I pointed to the last figure in a column labeled “Measured Radiocarbon Age.”

“The pMC for LSJML-38428 is 120.5, plus or minus .5.”

“A percent modern carbon significantly higher than one hundred percent.”

“Yes.”

“Meaning this girl died since 1950?”

“Yes.”

“How long after 1950?”

“It’s tricky. By the time atmospheric testing was banned in 1963, pMC values had elevated to one hundred ninety percent. But what goes up must come down. So a pMC value of one hundred twenty percent could indicate a point on the upside of the curve, when levels were increasing, or a point on the downside, when levels were dropping.”

“Meaning?”

“Death could have occurred in the late fifties or in the mid to late eighties.”

LaManche’s face sagged visibly.

“It gets worse. The present pMC value is around one hundred seven percent.” I pointed to the figures for LSJML-38426 and LSJML-38427.

“Mon Dieu.”

“These girls died as long ago as the early fifties, or as recently as the early nineties.”

“You will inform Monsieur Claudel of these results?”

“Oh yes,” I said. With feeling.

LaManche steepled his fingers, tapped them against his lower lip.

“If these girls disappeared during the past twenty years, it is possible they will be in the system. Descriptors must be sent to CPIC.”

LaManche referred to the Canadian Police Information Centre, the equivalent of NCIC, the National Crime Information Center in the United States.

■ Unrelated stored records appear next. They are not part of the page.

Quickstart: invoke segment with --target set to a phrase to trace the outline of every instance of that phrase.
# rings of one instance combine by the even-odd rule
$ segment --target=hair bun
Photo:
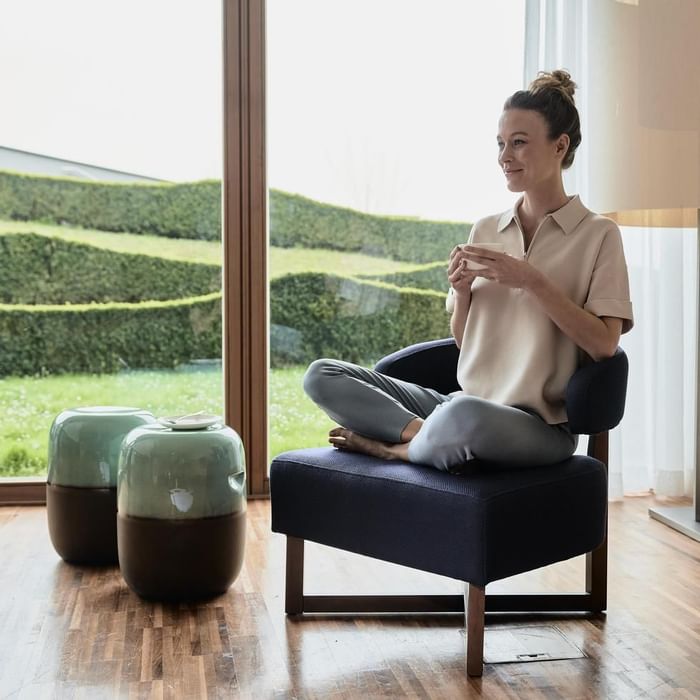
[[[551,73],[540,71],[528,89],[532,93],[556,90],[573,103],[576,87],[576,83],[571,80],[571,75],[567,71],[553,70]]]

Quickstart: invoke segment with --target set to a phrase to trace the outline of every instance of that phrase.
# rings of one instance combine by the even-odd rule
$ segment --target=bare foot
[[[352,430],[347,430],[347,428],[333,428],[328,433],[328,442],[341,450],[360,452],[371,457],[379,457],[380,459],[400,459],[395,450],[399,445],[372,440],[372,438],[364,435],[353,433]]]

CPIC and NCIC, maintained by the RCMP and the FBI respectively, are computerized indexes of information, including criminal record histories, details on fugitives and stolen properties, and data on missing persons. The databases are available to law enforcement and to other criminal justice agencies twenty-four hours a day, 365 days a year.

As we rose, LaManche laid a hand on my shoulder.

“We must apply ourselves, Temperance. We have to get to the bottom of this.”

“Oh yes,” I repeated with equal feeling.

 

 

Thirty seconds later I was in my office talking to Claudel. He was making only minor contribution to the dialogue.

“Not so quickly.”

“Three-eight-four-two-six,” I repeated at the pace a sloth might have employed if speaking French. “Female.” Pause. “White.” Pause. “Age sixteen to eighteen.” Pause. “Height fifty-eight to sixty-two inches.”

“Dentals?” You could have used Claudel’s voice to scythe wheat.

“No restorations. But of course I have postmortem X-rays.”

“These are the bones from the crate?”

“Yes.”

“Next.”

“Three-eight-four-two-seven. Female. White. Age fifteen to seventeen. Height sixty-four to sixty-seven inches. No dental work.”

“The bones recovered from the first depression?”

“Yes.”

“Go on.”

“Three-eight-four-two-eight. Female, white, age eighteen to twenty-two, sixty-five to sixty-eight inches in height. Healed Colles’ fracture of the distal right radius.”

“Meaning?”

“She fractured her right wrist several years before death. Colles’ fractures often occur when the hands are thrown out to break a fall.”

“The bones from the second depression?”

“Yes.”

“There are no distinguishing features on any of these individuals?”